1.20.2009

Good morning, Mr. President!

This is the day! All the world wakes up with America embracing a new era. God bless Barack Obama as he rolls up his sleeve along with the rest of the nation and its dreamers and believers of the possibilities of hope and change in this time of challenges.




















Click here to read my recent opinion column in Sun.Star Cebu in celebration of this unprecedented moment of the inauguration of the 44th president of the United States of America. For the complete text of Obama's inaugural speech, click here.

1.18.2009

Monterey in my mind

Four days into the new year, and off I went up in the air.

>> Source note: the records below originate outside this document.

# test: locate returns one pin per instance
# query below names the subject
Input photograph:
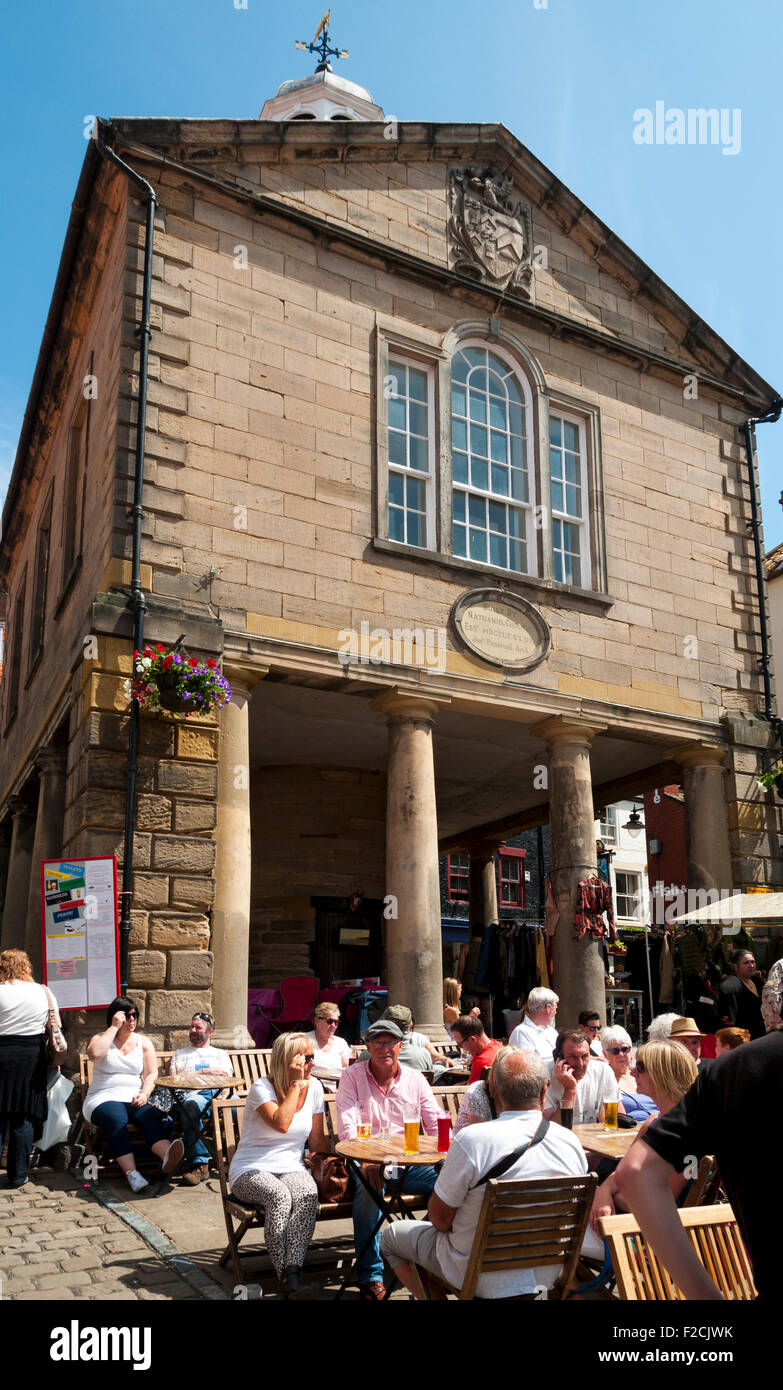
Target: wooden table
(611, 1146)
(380, 1150)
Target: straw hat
(684, 1029)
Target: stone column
(47, 843)
(413, 937)
(483, 886)
(577, 965)
(231, 911)
(18, 883)
(708, 854)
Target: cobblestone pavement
(61, 1241)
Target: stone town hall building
(452, 485)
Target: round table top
(199, 1082)
(614, 1144)
(378, 1148)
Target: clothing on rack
(593, 900)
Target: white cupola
(321, 96)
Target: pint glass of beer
(611, 1116)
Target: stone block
(153, 812)
(191, 969)
(139, 929)
(175, 1008)
(194, 815)
(181, 852)
(196, 742)
(150, 890)
(177, 930)
(146, 968)
(192, 893)
(192, 779)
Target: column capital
(52, 759)
(566, 729)
(242, 676)
(700, 755)
(401, 704)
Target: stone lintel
(401, 704)
(566, 729)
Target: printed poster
(81, 931)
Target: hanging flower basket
(177, 683)
(773, 779)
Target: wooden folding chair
(526, 1225)
(714, 1235)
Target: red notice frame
(81, 859)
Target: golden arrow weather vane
(321, 47)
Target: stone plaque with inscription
(501, 628)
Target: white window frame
(526, 509)
(401, 470)
(583, 523)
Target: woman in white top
(333, 1054)
(24, 1012)
(281, 1115)
(123, 1080)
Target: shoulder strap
(502, 1166)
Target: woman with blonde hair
(664, 1072)
(281, 1115)
(25, 1008)
(333, 1052)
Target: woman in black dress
(739, 997)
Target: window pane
(419, 455)
(458, 401)
(499, 480)
(479, 545)
(480, 473)
(479, 441)
(397, 412)
(498, 446)
(417, 384)
(397, 448)
(397, 524)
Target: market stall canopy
(746, 908)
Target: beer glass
(611, 1116)
(363, 1123)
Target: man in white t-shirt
(442, 1243)
(537, 1032)
(579, 1083)
(199, 1057)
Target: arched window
(491, 476)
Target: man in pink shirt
(392, 1094)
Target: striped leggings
(291, 1209)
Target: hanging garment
(541, 963)
(666, 970)
(593, 900)
(551, 912)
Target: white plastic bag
(57, 1122)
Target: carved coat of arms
(490, 230)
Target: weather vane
(321, 47)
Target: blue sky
(565, 75)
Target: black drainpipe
(754, 524)
(138, 601)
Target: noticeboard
(81, 937)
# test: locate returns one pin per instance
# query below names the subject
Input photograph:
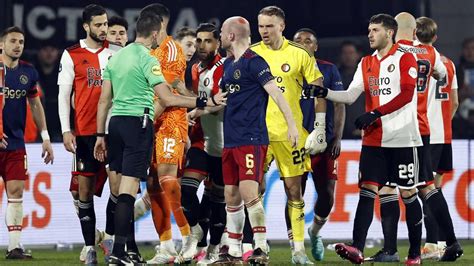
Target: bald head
(238, 26)
(406, 26)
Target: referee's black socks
(123, 220)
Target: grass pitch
(279, 255)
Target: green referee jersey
(133, 73)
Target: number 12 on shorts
(168, 145)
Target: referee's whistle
(146, 114)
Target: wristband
(201, 102)
(44, 135)
(214, 101)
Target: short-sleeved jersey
(439, 104)
(332, 80)
(245, 112)
(428, 60)
(82, 68)
(2, 98)
(173, 65)
(205, 81)
(133, 73)
(20, 82)
(291, 64)
(382, 79)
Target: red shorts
(100, 180)
(13, 165)
(324, 168)
(243, 163)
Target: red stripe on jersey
(426, 59)
(371, 69)
(447, 105)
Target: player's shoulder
(325, 63)
(298, 48)
(74, 47)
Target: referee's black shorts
(130, 146)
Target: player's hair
(10, 30)
(90, 11)
(467, 41)
(116, 20)
(272, 11)
(208, 27)
(387, 21)
(147, 23)
(308, 30)
(183, 32)
(157, 9)
(426, 29)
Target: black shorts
(85, 164)
(200, 162)
(424, 153)
(130, 146)
(441, 158)
(382, 166)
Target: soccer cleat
(350, 253)
(227, 259)
(317, 246)
(99, 236)
(162, 257)
(413, 261)
(384, 256)
(430, 252)
(299, 257)
(91, 257)
(200, 254)
(247, 255)
(211, 257)
(107, 245)
(124, 260)
(452, 253)
(259, 257)
(18, 254)
(190, 244)
(82, 256)
(136, 258)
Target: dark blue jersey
(20, 83)
(332, 80)
(244, 114)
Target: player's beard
(95, 37)
(208, 57)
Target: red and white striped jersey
(385, 82)
(206, 83)
(439, 104)
(428, 60)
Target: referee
(134, 78)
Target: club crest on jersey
(23, 79)
(391, 68)
(237, 74)
(156, 70)
(285, 67)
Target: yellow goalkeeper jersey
(290, 65)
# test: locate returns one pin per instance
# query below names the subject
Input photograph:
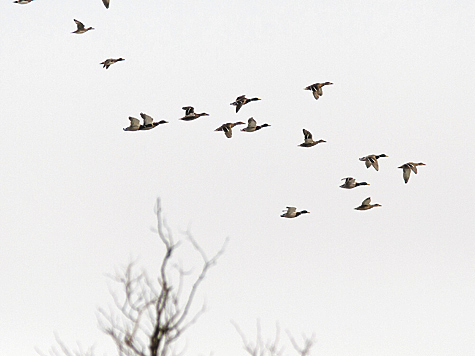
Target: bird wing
(366, 201)
(291, 210)
(239, 104)
(406, 173)
(147, 120)
(134, 124)
(189, 110)
(307, 135)
(413, 167)
(79, 24)
(375, 163)
(228, 131)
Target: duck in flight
(317, 89)
(351, 183)
(227, 128)
(372, 160)
(81, 28)
(408, 167)
(108, 62)
(148, 123)
(190, 113)
(365, 205)
(293, 213)
(252, 126)
(309, 142)
(242, 100)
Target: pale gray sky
(78, 192)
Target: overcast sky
(78, 193)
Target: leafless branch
(272, 346)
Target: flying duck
(372, 160)
(242, 100)
(351, 183)
(148, 123)
(317, 89)
(365, 205)
(407, 167)
(293, 213)
(227, 128)
(252, 125)
(190, 114)
(108, 62)
(81, 28)
(309, 142)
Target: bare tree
(272, 347)
(150, 315)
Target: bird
(309, 142)
(227, 128)
(108, 62)
(81, 28)
(407, 167)
(365, 205)
(148, 123)
(293, 213)
(252, 125)
(372, 160)
(317, 89)
(351, 183)
(242, 100)
(190, 114)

There I was, peering down the plane's window over the desert of Arizona en route to California to join a multi-cultural gathering of writers, editors, linguists, translators, and professors in the scenic peninsula and city of Monterey.














So there I went spanning the bridge, so to speak, between the fact of loitering after each day's seminar session through Cannery Row, Monterey's most historic spot celebrated by John Steinbeck in his eponymous novel--and the fiction of lives he rendered more vivid into immortality. Where nothing now stays of the "stink and a grating noise" from the fishing industry that Steinbeck scribbled for posterity, the air continues to stir true to the opening line of the novel: "Cannery Row in Monterey in California is a poem... a quality of light, a tone, a habit, a nostalgia, a dream." Amen, I say short of humming.

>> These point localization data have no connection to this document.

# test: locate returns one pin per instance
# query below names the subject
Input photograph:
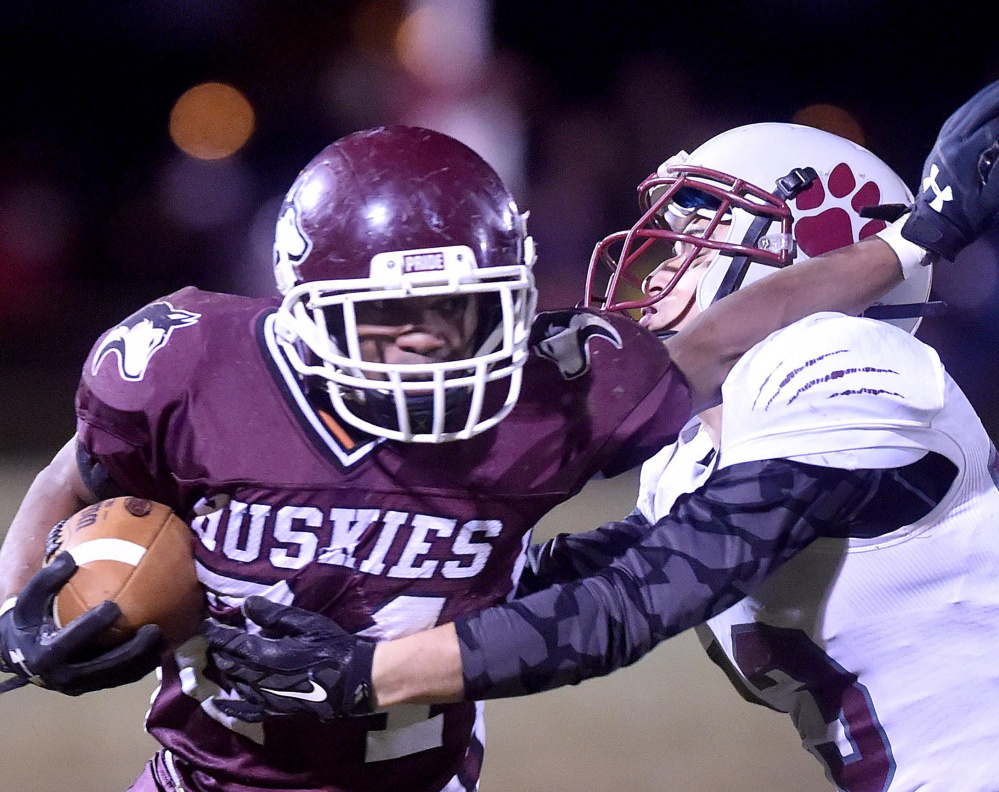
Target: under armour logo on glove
(942, 196)
(959, 194)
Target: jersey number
(858, 757)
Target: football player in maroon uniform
(373, 446)
(633, 578)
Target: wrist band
(910, 255)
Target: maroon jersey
(191, 402)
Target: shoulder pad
(829, 383)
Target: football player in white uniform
(833, 523)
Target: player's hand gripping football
(958, 196)
(300, 663)
(69, 659)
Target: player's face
(418, 329)
(679, 307)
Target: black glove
(300, 663)
(68, 659)
(959, 194)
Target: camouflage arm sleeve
(569, 557)
(712, 549)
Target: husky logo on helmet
(291, 246)
(565, 339)
(139, 337)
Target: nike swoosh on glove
(958, 196)
(68, 659)
(301, 663)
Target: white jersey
(882, 650)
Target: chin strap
(796, 182)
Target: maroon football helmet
(394, 213)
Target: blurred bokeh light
(831, 118)
(211, 121)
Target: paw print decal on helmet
(828, 214)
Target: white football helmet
(732, 179)
(391, 214)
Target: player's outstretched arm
(31, 646)
(57, 493)
(847, 280)
(957, 201)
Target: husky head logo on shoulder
(137, 338)
(563, 337)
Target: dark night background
(100, 211)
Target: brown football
(137, 553)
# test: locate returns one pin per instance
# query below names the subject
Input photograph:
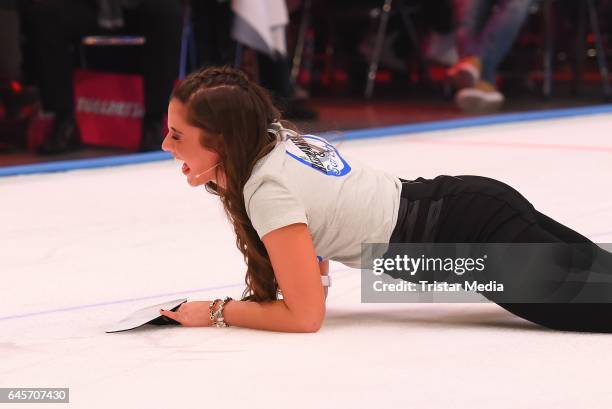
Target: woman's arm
(324, 269)
(294, 261)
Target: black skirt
(476, 209)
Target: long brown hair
(235, 113)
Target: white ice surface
(80, 250)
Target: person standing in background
(59, 24)
(486, 31)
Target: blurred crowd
(40, 41)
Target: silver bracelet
(217, 316)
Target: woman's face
(183, 142)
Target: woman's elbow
(313, 321)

For someone who owes his lifelong faith to the power of literature in no small measure from Steinbeck's body of works (Of Mice and Men, The Pearl, Grapes of Wrath and, yes, Cannery Row, among others), all that I could exhale was nothing less than the inebriated air of exhilaration.















It was also a blast reuniting with a long-missed friend and former colleague in Cebu, Cathy V., with whom I had an exquisite dinner at the Sardine Factory. That Hollywood celebrities gorge themselves here when they are in Monterey is not hard to swallow, pun intented, with its world-class cuisine and ambiance (such a lazy word, I know, for something that takes your breath away). Clint Eastwood shot one of his films here once, or so the book about the Sardine Factory reveals. That Cathy and I had the luxury of having our fill in this adjective-choked restaurant renders only one fact a tad fantastic: How can such fabulous service and delectable menu and ambiance (there goes that word again, waxing ever so pretentious) be so affordable? But, I swear, to slurp is to believe.

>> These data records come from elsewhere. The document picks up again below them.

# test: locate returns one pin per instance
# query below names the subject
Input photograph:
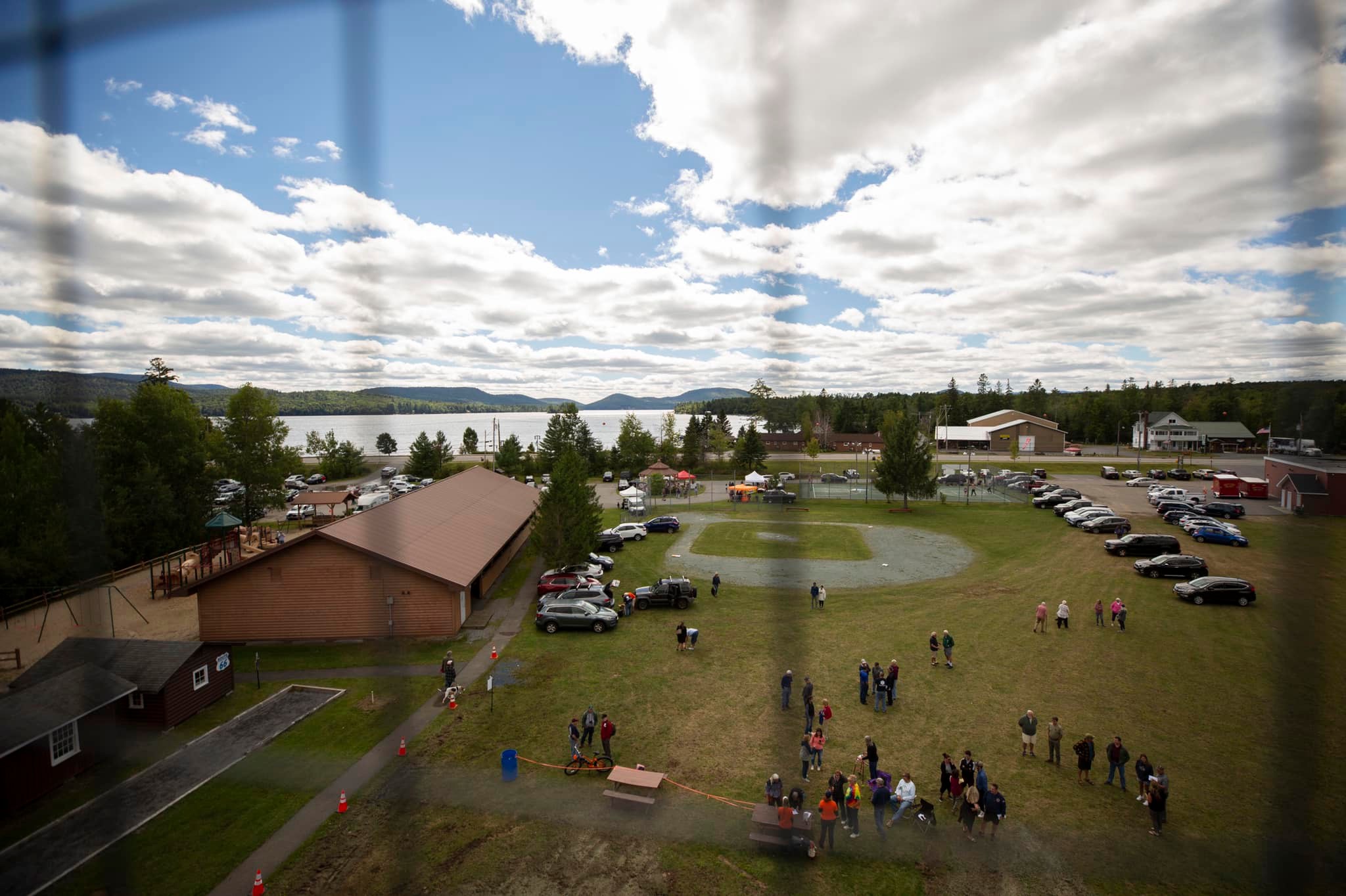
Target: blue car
(1220, 537)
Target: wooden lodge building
(408, 568)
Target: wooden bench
(629, 798)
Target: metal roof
(147, 663)
(35, 712)
(450, 530)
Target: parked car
(629, 530)
(1170, 566)
(1220, 537)
(574, 614)
(666, 593)
(1104, 524)
(1225, 509)
(302, 512)
(1143, 545)
(565, 581)
(1222, 590)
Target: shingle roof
(147, 663)
(35, 712)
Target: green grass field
(1224, 697)
(777, 541)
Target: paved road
(46, 856)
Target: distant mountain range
(78, 395)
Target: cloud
(120, 88)
(851, 317)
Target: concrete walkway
(307, 820)
(57, 849)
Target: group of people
(1119, 615)
(580, 732)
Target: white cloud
(120, 88)
(851, 317)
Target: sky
(575, 198)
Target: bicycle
(579, 763)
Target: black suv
(1224, 509)
(1143, 545)
(1217, 590)
(666, 593)
(1180, 566)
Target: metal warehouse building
(412, 567)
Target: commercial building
(1312, 483)
(411, 567)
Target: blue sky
(774, 212)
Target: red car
(565, 581)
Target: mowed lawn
(1243, 707)
(782, 541)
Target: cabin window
(64, 742)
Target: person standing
(852, 806)
(590, 721)
(828, 813)
(1117, 759)
(1084, 759)
(1029, 728)
(1054, 734)
(948, 771)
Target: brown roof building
(408, 568)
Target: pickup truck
(666, 593)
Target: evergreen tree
(569, 513)
(906, 464)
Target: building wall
(322, 590)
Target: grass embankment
(781, 540)
(1203, 690)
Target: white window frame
(74, 742)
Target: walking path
(57, 849)
(307, 820)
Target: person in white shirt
(904, 795)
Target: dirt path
(53, 852)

Four days drifted like opium smoke: The post-prandial chatter about language and its distances and disguises, the cross-pollination of cultures and its greenhouse of complexities and possibilities and, yes, small talk and side-splitting asides over wine or beer. No wonder, on my flight from Monterey back to my family in Kansas, the cumulus of memory still hovered over my head even as I sneaked a bird's eye view over the urban sprawl of Los Angeles and the Hollywood marker on a distant hill. Always near, these: what the heart opts to hear above its beat. The squeal of a thrill, as if from a shared secret, with Steinbeck's bust. The roar of the shore-scraping surf against the rocks where seagulls gathered to roost. The silence from a fragment of a time-crusted shell that I picked up and promised to keep so it would echo bits of what endures of Monterey inside me.